Love them or hate them, Crocs have become synonymous with summer months, gardening and splashing about in the surf. But did you know that they recently lost their patent protection in the EU? This means that you can expect to see the shops flooded with copycat designs and variations.
Whilst the process of registering a patent can vary from country to country, patents are generally seen as a way of providing inventors with an incentive to keep coming up with new ideas. In short, patents grant the inventor a monopoly over the invention meaning they can exploit the invention without fear of competition for up to 20 years (subject to ticking all the administrative boxes).
After the 20 years has expired, the invention becomes part of the public domain and anyone is free to do what they want with it.

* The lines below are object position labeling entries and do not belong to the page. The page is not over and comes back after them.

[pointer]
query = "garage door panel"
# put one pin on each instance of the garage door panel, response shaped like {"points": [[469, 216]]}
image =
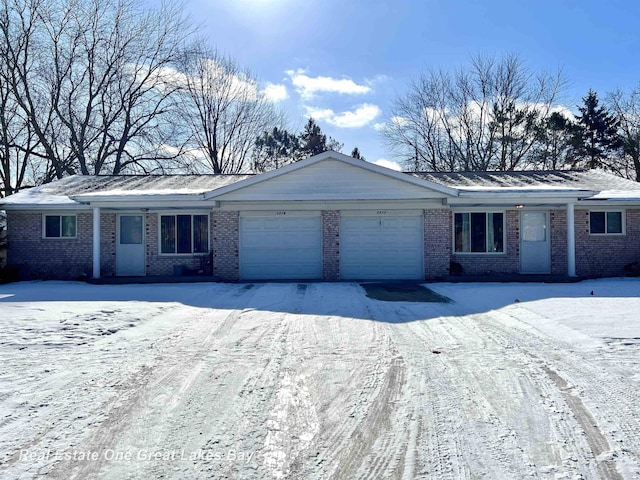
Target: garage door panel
{"points": [[380, 248], [280, 248]]}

This is in contrast to other types of Intellectual Property such as copyrights and trademarks which come with their own unique set of rules.
When it comes to registering a patent, there are a number of hurdles that need to be overcome. One of these hurdles is that the invention must not have been released to the public prior to the application having been made.
The recent Crocs case before the European Union Intellectual Property Office (“EUIPO”) is a perfect example of what happens if a patentable invention is released to the public prior to patent protection having been granted.
Crocs originally obtained the patent for their ubiquitous shoes in 2004. However, following a legal challenge by a competitor (and following on from a similar decision in the US) the EUIPO have ruled that because Crocs showcased their shoes at a trade show in Florida in 2002 and were featured on the company website in 2003, they were deemed to have been granted the patent in error and the patent has been revoked.
The key takeaway is that if you have come up with a great idea that you think may be capable of being patented, it is vital that you seek legal advice as soon as possible to reduce your chances of missing out on protection.